The Hardest Scene to Shoot in ‘The Little Mermaid’ Is Its Most Iconic

in Disney, Entertainment

Halle Bailey as Ariel in 'The Little Mermaid' (2023). Credit: Disney

Credit: Disney

It’s no secret that filming the live-action version of Disney’s 1989 classic The Little Mermaid was no easy task. Half of the shots were underwater, and Hollywood has sadly not yet developed the technology to allow actors to breathe down there.

No scene done underwater will ever be simple. Movements underwater are different; gravity doesn’t function the same way, and some of the actors you’re talking to will be turned into crabs or fish in the movie’s final cut, so playing off of them is going to be nearly impossible.

Not to mention some of the crabs and fish and snails you’re supposed to be interacting with aren’t there at all – they’re being played by dancers doing wild and crazy movements meant to represent them. (Sometimes, even dancers hang around the actors you’re talking to, playing their eight legs.)

“In “Part of Your World,” Halle would sing two lines, and we’d say, ‘Cut,’ and then she’d be back on another piece of equipment or apparatus,” director Rob Marshall explained in an interview.

If you were to ask Little Mermaid producer John DeLuca what the hardest scene in the movie to get right was, he would say, “Every scene.” However, for Director Rob Marshall, one scene stood out above all the rest.

Under The Sea “Cracked Any Fear” They Had About The Other ‘Little Mermaid’ Scenes

Halle Bailey as Ariel in live-action The Little Mermaid
Credit: Disney

Related: Fans Complain About Daveed Diggs’ Accent In First Look at “Under The Sea”

The most difficult underwater scene in the film, by far, would always be “Under The Sea.” More than any other song in the film, that song needs to feel alive, as the original featured scores of fish playing instruments as a full band.

It would appear that the CGI technology to have that many fish play many instruments isn’t quite there yet. However, the sequence was still quite impressive: A whole host of invertebrate creatures perform a fun ballet to the music as Ariel and Sebastian splash around, singing.

According to Rob Marshall, the inspiration for this was another Disney film: 1940’s Fantasia.

Because we are with one live actor in a massive production number, the first thing we thought was that we needed something to work from, and I thought about Walt Disney and remembered that in Fantasia, he had worked with the Ballet Russes Company, a ballet company, to use as a template for his animators to create the sequence. And I thought, we should work with a company.
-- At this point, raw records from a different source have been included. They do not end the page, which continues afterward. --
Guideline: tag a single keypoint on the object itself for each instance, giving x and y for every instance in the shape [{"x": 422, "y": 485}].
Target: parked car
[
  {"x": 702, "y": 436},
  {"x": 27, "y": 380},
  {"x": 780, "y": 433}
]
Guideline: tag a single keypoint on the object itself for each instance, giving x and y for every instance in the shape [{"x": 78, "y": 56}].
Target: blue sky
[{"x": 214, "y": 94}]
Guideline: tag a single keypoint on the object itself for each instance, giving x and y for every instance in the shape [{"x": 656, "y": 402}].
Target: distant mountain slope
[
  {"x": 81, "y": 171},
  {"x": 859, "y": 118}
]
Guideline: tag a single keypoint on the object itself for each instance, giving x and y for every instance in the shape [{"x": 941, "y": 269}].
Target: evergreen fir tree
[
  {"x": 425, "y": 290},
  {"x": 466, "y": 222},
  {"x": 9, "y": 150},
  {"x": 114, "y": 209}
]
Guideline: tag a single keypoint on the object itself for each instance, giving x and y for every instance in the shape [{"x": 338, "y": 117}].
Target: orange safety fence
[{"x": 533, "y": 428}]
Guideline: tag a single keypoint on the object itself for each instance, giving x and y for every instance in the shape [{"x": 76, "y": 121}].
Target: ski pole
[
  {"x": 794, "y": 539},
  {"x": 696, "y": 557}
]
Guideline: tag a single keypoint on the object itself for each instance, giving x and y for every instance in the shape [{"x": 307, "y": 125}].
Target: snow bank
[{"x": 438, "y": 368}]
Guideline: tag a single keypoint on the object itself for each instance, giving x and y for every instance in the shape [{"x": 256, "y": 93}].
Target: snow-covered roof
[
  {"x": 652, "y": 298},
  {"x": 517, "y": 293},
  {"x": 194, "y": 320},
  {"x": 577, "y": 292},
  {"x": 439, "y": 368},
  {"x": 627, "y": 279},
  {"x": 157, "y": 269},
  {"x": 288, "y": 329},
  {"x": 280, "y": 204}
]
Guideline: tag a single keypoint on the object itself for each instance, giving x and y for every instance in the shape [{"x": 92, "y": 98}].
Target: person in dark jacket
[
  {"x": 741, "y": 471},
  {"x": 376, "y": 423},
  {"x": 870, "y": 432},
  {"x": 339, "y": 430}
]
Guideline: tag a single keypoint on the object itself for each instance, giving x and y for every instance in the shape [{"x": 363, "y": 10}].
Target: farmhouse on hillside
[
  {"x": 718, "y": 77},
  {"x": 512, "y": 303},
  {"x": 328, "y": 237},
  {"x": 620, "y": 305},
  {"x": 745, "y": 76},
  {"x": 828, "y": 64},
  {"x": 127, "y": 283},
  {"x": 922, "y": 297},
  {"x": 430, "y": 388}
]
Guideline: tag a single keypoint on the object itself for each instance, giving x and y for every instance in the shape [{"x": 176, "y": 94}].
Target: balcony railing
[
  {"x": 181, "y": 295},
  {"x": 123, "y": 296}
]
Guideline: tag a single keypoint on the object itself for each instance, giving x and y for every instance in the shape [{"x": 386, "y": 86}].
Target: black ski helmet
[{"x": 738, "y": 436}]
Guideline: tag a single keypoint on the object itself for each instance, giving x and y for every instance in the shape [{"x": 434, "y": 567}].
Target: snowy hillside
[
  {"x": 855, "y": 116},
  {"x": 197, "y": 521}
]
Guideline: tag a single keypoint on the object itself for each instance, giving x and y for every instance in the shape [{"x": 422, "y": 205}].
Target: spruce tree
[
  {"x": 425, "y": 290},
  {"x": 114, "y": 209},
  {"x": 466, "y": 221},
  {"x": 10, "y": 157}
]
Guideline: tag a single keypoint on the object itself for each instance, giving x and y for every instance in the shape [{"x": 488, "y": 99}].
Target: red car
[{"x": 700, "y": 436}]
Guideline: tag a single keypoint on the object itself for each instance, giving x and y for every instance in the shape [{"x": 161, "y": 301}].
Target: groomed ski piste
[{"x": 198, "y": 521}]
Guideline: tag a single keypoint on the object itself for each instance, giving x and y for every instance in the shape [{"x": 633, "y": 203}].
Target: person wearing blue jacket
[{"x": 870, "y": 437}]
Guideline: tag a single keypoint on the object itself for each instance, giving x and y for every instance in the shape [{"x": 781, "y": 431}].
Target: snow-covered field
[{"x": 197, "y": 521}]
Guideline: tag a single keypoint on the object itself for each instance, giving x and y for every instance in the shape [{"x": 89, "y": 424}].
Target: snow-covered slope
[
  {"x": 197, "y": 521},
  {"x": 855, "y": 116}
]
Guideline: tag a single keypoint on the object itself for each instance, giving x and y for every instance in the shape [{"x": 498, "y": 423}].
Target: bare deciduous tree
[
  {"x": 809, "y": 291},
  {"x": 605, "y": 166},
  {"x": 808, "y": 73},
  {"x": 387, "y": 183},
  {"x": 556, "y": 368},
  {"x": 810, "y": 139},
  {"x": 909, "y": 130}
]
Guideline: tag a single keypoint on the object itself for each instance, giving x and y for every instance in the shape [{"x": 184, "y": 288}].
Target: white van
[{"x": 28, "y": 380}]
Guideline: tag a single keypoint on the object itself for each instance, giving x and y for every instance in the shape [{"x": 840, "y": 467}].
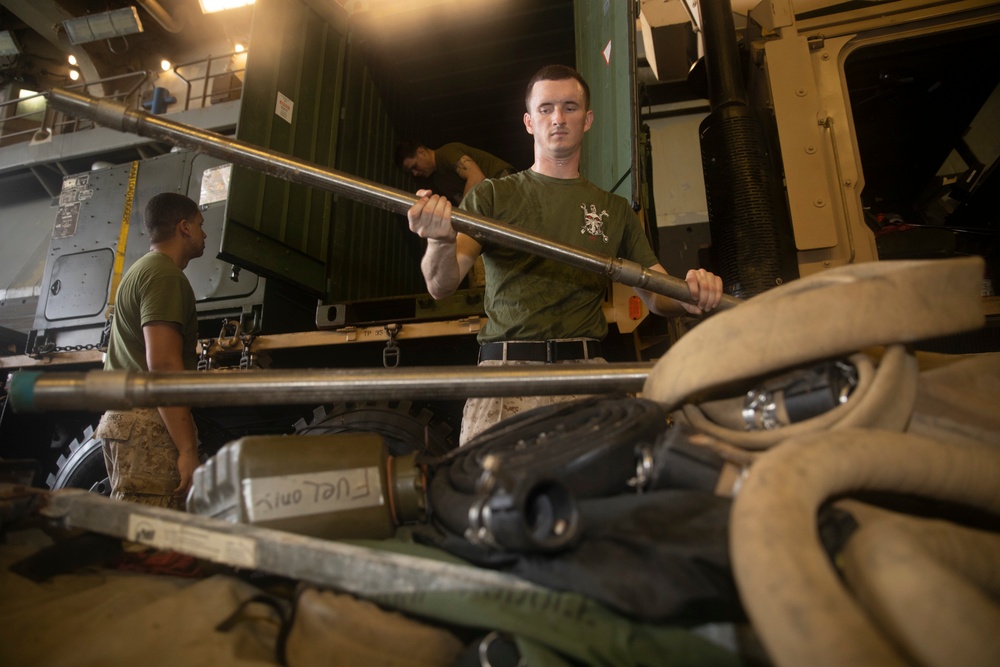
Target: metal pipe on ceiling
[{"x": 119, "y": 117}]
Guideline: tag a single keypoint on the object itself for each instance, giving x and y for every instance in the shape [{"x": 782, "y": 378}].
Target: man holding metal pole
[
  {"x": 151, "y": 453},
  {"x": 540, "y": 310}
]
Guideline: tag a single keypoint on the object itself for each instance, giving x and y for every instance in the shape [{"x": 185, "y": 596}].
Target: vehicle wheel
[
  {"x": 406, "y": 426},
  {"x": 82, "y": 467}
]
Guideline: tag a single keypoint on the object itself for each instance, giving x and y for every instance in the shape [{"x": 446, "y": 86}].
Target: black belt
[{"x": 548, "y": 351}]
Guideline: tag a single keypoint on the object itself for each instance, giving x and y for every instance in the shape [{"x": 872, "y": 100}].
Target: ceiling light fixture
[
  {"x": 95, "y": 27},
  {"x": 212, "y": 6},
  {"x": 8, "y": 45}
]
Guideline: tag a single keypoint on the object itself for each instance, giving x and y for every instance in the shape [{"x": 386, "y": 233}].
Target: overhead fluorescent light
[
  {"x": 95, "y": 27},
  {"x": 8, "y": 45},
  {"x": 212, "y": 6}
]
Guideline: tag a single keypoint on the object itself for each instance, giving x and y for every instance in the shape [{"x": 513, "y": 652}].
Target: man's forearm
[{"x": 440, "y": 268}]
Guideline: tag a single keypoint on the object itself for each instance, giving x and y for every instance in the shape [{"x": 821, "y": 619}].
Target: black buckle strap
[{"x": 549, "y": 351}]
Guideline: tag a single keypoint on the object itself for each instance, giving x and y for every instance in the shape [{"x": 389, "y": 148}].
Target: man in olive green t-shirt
[
  {"x": 151, "y": 453},
  {"x": 541, "y": 311}
]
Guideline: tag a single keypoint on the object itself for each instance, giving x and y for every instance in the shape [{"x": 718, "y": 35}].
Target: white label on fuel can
[{"x": 280, "y": 497}]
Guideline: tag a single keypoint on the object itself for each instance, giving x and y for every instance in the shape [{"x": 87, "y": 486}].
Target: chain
[
  {"x": 247, "y": 359},
  {"x": 49, "y": 348}
]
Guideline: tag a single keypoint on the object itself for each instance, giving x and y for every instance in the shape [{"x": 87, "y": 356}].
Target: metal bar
[
  {"x": 33, "y": 391},
  {"x": 355, "y": 569},
  {"x": 119, "y": 117}
]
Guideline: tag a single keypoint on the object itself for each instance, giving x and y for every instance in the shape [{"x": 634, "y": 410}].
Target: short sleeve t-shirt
[
  {"x": 153, "y": 289},
  {"x": 533, "y": 298}
]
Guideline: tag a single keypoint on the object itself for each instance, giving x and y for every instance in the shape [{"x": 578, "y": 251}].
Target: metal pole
[
  {"x": 119, "y": 117},
  {"x": 34, "y": 391}
]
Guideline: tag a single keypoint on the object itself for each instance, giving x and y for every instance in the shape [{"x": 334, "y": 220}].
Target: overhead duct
[
  {"x": 97, "y": 27},
  {"x": 161, "y": 15},
  {"x": 741, "y": 188}
]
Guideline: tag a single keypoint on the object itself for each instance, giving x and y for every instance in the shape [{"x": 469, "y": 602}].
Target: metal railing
[
  {"x": 18, "y": 126},
  {"x": 20, "y": 122},
  {"x": 231, "y": 86}
]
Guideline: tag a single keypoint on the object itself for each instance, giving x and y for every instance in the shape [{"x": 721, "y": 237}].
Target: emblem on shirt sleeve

Halle Bailey playing Ariel in 'The Little Mermaid' (2023)
Credit: Disney

Related: Live-Action ‘Little Mermaid’ Creative Team Saw 1989 Original Together In Theaters

The team brought the Alvin Ailey American Dance Theater to London, where we were filming, and – much like the modeling done for Disney’s original animators, the dancers used their bodies and movements to imitate different sea creatures for the CGI animators to work with.

“It was one of the most challenging things,” Marshall recalled. “And we’ve done a few production numbers, but this was the craziest one.”

DeLuca said, “That one cracked any fear we had, though.”

After “Under the Sea” was filmed, Marshall and DeLuca were confident they could easily do any other scene in the film – but that didn’t prevent other Cast Members from feeling the struggle.

Halle Bailey and Jonah Hauer-King Felt Silly Filming Ariel and Eric Scenes

halle bailey and jonah hauer-king as ariel and eric in the little mermaid
Credit: Disney

Related: Did Halle Bailey Break Up With Rapper DDG To Join Prince Eric on Land?

If you think directing those start-and-stop underwater scenes sounds difficult, imagine having to act in them – somehow having to stay in character when every two minutes, another silly, ridiculous thing has to happen to get you into position so that you look underwater.

Halle Bailey and Jonah Hauer-King know all about this. Because she would often have to break through the surface in these scenes, they couldn’t be filmed without water, so they were done in a large tank. As Bailey tells it, the most challenging scene to stay in character was any scene where she and Eric were supposed to be in the water together.

“Whenever I think of fun and hilarious, I think of all the tank work Jonah and I had to do together,” Bailey said. “We had to be very serious in the middle of a thunderstorm, but it was quite hard to be serious…and then I had to lift Jonah up. And if anyone has seen us stand next to each other, he towers over me. So, we were laughing at that.”

And, Hauer-King added, they would often have to do these scenes for a long time because Rob Marshall had very specific expectations as a director.

“It was a great bonding experience. And also Rob, he’s a visionary and a perfectionist, so he knows what he wants. And we’d be in that tank for a long time. We’d be like, ‘So that take was pretty good, right? We could probably go now.’ And he’s like, ‘Do it again, get back in, we haven’t got it yet.’ It might have taken hours, weeks, months, years.”

You can see if all this hard work, perfectionism, and silliness paid off now – The Little Mermaid is playing in theaters everywhere.